Eixos dos ataques a Paris
Primeiro eixo: a sociedade capitalista.
Devemos começar pelo princípio e o princípio é o capitalismo enquanto sistema. O princípio está nos valores que são semeados e que frutificarão nas ações do futuro. A nossa sociedade não fomenta a solidariedade nem se sustenta num projeto de desenvolvimento inclusivo. Pelo contrário, tem como lema a competitividade. Uma sociedade em que os fins justificam os meios é geradora de guetos sociais carregados de gente colocada à margem, de gente que serve para o que serve enquanto serve e que, quando deixa de servir, passa a constituir empecilho, como um sorvedouro dos recursos de todos. A sociedade capitalista é, quer queiramos, quer não, um caldeirão onde se cozinha a xenofobia, o racismo e a intolerância em doses industriais.

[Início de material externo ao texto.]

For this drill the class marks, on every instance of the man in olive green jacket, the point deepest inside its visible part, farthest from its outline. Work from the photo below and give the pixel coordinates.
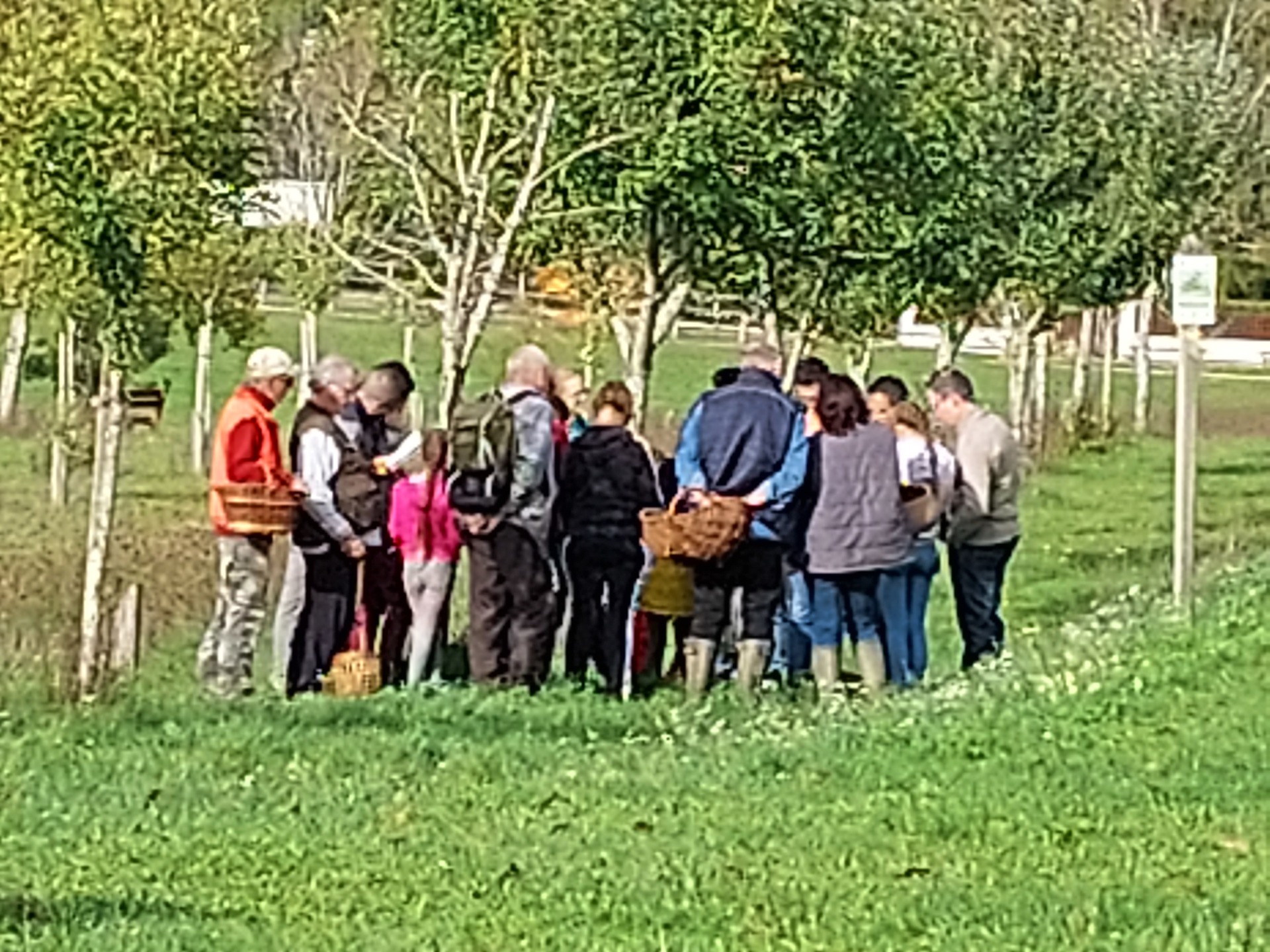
(984, 521)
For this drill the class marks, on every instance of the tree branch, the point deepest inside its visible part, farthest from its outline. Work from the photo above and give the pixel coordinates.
(587, 149)
(361, 267)
(456, 143)
(408, 258)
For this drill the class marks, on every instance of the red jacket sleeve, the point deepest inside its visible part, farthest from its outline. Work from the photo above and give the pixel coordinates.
(243, 448)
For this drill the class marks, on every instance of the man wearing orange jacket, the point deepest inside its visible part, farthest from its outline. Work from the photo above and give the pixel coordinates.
(247, 450)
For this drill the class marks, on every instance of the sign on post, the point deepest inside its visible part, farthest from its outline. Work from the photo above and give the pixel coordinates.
(1194, 291)
(1194, 280)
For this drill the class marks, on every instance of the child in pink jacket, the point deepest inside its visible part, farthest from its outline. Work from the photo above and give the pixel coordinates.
(423, 528)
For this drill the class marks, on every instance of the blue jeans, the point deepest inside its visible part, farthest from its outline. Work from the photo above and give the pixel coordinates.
(920, 571)
(875, 610)
(792, 654)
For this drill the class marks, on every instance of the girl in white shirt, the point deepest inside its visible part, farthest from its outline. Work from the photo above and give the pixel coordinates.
(922, 462)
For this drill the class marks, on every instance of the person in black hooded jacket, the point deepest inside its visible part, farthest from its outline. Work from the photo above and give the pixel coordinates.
(607, 480)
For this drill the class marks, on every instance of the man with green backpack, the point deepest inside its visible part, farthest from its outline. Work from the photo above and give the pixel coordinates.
(503, 489)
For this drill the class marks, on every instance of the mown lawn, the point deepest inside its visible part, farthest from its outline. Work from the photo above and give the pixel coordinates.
(1123, 805)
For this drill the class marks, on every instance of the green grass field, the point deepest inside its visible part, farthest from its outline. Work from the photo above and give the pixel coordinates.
(1108, 790)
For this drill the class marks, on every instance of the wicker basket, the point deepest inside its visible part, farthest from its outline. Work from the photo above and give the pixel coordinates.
(661, 534)
(253, 509)
(352, 674)
(701, 535)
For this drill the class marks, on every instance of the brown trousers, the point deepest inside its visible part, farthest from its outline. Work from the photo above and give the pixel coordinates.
(512, 610)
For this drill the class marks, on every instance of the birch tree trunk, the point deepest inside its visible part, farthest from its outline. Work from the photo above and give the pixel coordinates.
(796, 347)
(860, 362)
(1109, 321)
(11, 379)
(1142, 367)
(1019, 356)
(110, 428)
(59, 461)
(1039, 411)
(1080, 405)
(200, 418)
(638, 340)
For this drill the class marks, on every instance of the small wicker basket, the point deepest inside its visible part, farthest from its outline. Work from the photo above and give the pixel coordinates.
(661, 532)
(702, 535)
(352, 674)
(253, 509)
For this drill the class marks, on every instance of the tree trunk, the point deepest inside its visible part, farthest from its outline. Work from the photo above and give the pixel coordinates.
(11, 379)
(859, 361)
(200, 418)
(1142, 368)
(110, 427)
(60, 463)
(1019, 357)
(1080, 407)
(798, 342)
(771, 329)
(452, 371)
(126, 631)
(1039, 401)
(638, 342)
(1109, 327)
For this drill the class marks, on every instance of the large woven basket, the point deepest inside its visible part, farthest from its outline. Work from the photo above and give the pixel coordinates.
(253, 509)
(352, 674)
(705, 534)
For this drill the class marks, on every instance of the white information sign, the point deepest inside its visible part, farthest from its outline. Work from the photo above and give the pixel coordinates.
(1194, 291)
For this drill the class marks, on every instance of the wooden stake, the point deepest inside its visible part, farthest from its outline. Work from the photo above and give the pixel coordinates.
(1189, 370)
(1109, 327)
(11, 377)
(414, 403)
(59, 462)
(1040, 393)
(1142, 367)
(1081, 368)
(308, 354)
(110, 428)
(125, 637)
(200, 418)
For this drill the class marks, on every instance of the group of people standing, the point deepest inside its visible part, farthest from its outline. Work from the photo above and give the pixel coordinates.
(849, 495)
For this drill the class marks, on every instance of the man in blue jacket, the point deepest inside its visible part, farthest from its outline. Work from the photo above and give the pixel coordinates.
(746, 441)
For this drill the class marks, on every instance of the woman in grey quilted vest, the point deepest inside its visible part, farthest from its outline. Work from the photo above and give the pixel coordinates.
(859, 539)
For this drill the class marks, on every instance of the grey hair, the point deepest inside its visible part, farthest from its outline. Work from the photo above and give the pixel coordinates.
(333, 371)
(526, 364)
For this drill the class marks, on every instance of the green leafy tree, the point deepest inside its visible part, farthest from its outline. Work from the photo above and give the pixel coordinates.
(138, 145)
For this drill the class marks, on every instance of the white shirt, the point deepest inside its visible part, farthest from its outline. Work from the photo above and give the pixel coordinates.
(916, 456)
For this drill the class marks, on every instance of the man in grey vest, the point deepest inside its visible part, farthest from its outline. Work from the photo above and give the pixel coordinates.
(323, 534)
(984, 522)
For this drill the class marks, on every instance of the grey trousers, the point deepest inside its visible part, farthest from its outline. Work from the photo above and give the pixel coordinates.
(427, 586)
(228, 647)
(286, 617)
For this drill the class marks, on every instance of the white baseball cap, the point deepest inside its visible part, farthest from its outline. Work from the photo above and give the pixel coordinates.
(270, 362)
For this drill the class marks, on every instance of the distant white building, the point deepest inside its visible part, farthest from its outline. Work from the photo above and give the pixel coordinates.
(287, 202)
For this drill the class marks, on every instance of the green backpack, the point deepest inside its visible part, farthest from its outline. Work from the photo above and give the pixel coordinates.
(483, 454)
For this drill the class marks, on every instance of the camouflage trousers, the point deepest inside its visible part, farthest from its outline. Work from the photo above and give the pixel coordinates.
(228, 648)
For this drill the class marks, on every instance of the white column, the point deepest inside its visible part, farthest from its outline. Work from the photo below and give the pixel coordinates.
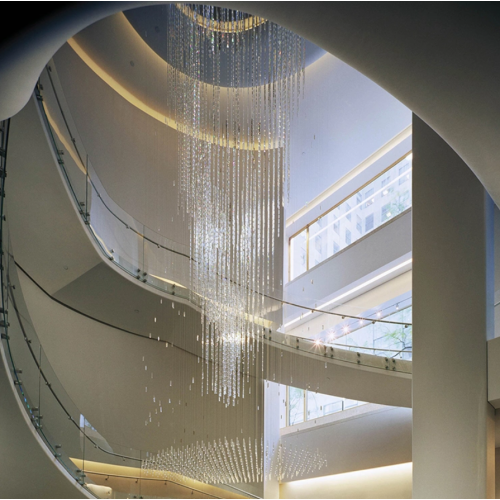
(453, 434)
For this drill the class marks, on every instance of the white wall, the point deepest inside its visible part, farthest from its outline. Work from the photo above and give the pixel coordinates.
(384, 482)
(343, 118)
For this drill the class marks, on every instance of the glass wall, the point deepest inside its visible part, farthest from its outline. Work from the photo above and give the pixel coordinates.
(392, 339)
(303, 405)
(385, 197)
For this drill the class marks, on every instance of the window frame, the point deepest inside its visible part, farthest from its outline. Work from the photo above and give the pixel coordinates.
(345, 199)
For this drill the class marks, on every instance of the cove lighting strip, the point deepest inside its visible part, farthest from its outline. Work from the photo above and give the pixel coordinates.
(351, 291)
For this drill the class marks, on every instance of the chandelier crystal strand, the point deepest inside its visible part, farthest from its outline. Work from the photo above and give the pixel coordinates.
(231, 462)
(235, 82)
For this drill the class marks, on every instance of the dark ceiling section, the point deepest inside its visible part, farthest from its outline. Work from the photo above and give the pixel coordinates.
(152, 24)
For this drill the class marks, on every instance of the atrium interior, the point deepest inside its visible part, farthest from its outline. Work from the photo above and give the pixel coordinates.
(239, 263)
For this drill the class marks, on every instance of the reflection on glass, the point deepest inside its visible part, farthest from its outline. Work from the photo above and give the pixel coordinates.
(361, 336)
(295, 406)
(375, 204)
(314, 405)
(298, 254)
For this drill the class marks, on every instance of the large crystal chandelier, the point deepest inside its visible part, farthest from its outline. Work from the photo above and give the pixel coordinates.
(235, 87)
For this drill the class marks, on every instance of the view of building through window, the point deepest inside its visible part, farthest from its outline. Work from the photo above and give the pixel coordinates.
(385, 197)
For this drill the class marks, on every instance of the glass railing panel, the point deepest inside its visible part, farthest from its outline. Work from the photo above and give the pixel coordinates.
(23, 347)
(384, 198)
(167, 264)
(72, 165)
(120, 241)
(296, 406)
(298, 254)
(60, 419)
(319, 405)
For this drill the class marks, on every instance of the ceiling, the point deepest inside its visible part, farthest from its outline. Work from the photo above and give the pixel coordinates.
(437, 60)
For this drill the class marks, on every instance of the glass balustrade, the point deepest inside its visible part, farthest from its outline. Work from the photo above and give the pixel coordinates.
(385, 197)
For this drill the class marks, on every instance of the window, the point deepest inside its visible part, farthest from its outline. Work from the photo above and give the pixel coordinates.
(386, 212)
(298, 254)
(347, 237)
(308, 405)
(385, 197)
(359, 224)
(403, 178)
(368, 196)
(369, 223)
(348, 211)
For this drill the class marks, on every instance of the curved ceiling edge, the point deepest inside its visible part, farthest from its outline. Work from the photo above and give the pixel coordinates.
(427, 56)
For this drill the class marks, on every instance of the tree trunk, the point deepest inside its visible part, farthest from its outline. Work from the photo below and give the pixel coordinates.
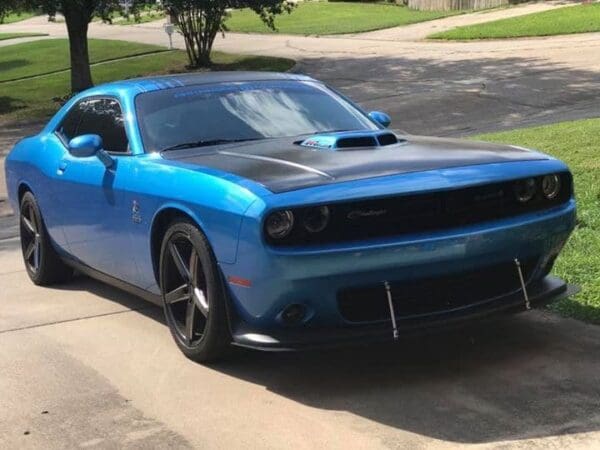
(77, 27)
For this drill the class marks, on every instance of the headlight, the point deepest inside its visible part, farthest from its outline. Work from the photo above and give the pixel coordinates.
(525, 190)
(279, 224)
(316, 219)
(551, 186)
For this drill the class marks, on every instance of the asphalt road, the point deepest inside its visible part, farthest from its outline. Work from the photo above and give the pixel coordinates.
(85, 365)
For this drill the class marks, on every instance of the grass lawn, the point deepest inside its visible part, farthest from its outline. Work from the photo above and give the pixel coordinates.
(573, 19)
(148, 16)
(31, 58)
(5, 36)
(33, 98)
(11, 18)
(577, 144)
(321, 18)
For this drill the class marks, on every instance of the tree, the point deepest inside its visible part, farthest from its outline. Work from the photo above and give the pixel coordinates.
(78, 14)
(6, 7)
(200, 21)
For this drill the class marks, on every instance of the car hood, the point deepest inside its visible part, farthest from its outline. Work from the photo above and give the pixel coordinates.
(282, 165)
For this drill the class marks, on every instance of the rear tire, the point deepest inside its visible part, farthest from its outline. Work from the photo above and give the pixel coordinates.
(43, 264)
(193, 293)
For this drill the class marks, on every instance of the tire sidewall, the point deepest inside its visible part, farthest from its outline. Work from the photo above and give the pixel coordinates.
(29, 199)
(213, 339)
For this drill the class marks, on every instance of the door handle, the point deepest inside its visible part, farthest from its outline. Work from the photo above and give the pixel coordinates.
(62, 167)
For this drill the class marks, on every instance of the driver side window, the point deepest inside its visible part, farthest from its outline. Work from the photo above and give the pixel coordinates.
(101, 116)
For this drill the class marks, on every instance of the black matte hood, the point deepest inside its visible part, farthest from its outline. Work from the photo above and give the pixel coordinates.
(282, 165)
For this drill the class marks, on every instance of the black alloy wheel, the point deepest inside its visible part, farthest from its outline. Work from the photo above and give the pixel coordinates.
(192, 292)
(43, 264)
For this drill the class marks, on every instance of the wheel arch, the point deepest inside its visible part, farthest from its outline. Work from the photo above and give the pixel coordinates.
(23, 187)
(160, 222)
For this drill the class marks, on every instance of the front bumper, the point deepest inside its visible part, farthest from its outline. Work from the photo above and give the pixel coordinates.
(314, 276)
(547, 290)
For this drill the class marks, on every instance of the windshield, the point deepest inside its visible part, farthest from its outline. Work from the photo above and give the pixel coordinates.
(234, 112)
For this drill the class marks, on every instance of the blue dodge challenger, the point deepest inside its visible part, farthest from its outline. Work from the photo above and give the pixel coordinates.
(269, 211)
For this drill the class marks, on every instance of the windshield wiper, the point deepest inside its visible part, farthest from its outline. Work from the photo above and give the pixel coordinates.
(206, 143)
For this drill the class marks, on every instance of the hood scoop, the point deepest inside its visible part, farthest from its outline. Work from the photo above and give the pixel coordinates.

Há vinte anos, quando visitei a França pela primeira vez, já Paris estava repleta de emigrantes. As ruas, o metro, o comércio, já naquela altura, antes do virar do século, constituíam uma cena impressionante. Hoje, Paris tem toda uma geração de franceses fruto dessa emigração e é sobre isso que devemos refletir, sobre a forma como ali chegaram, a forma como foram inseridos socialmente e a forma como vivem.
O problema não está na emigração. O problema não está a montante, mas sim a jusante. O problema está nos locais de acolhimento. O problema está no facto de cada um dos emigrantes ir ocupar uma vaga na sociedade de acolhimento que é mal paga e não lhe permite sobreviver com dignidade. É aí mesmo, na diferença entre a dignidade de uns e de outros, que os guetos sociais e culturais emergem. É aí mesmo que o problema começa.
Não é alheia ao problema a crise económica que se vive. Não é alheio ao problema o facto dos grupos terroristas encontrarem num universo de pessoas desenraizadas culturalmente e desempregadas, por vezes de longa duração, um terreno fértil para recrutamento. São pessoas sem um propósito e sem uma utilidade na sociedade capitalista em que vivem e que, desconfiam não ser a sua. Parece que há portugueses a aderir a tais grupos. Não é uma questão de religião ou de nacionalidade. É uma questão de emprego. É uma questão de trabalho. É uma questão de propósito. A nossa juventude veio a este mundo e ninguém tem um propósito para ela. Somos coletivamente responsáveis por empurrar os nossos jovens para os mais sinistros propósitos.
Segundo eixo: a política dos exércitos de mercenários.
Chega de filmes de Hollywood. Chega dos Rambo's e dos Rocky's, dos James Bond's, dos MacGyver's e dos outros de que já não me lembro. Hoje podemos ver bem os falsos heróis que eram. A política de criação de exércitos-sombra, armados massivamente, para fomentar o caos nas sociedades inimigas e catalisar uma mudança de regime político foi utilizada vezes demais no médio-oriente, no leste europeu, na América latina e, ainda hoje, continua a ser aplicada em força. Por mais do que uma vez o feitiço virou-se contra o feiticeiro. Não obstante, os media ocidentais continuam deleitados a propagandear oratória oca sobre os conflitos em curso.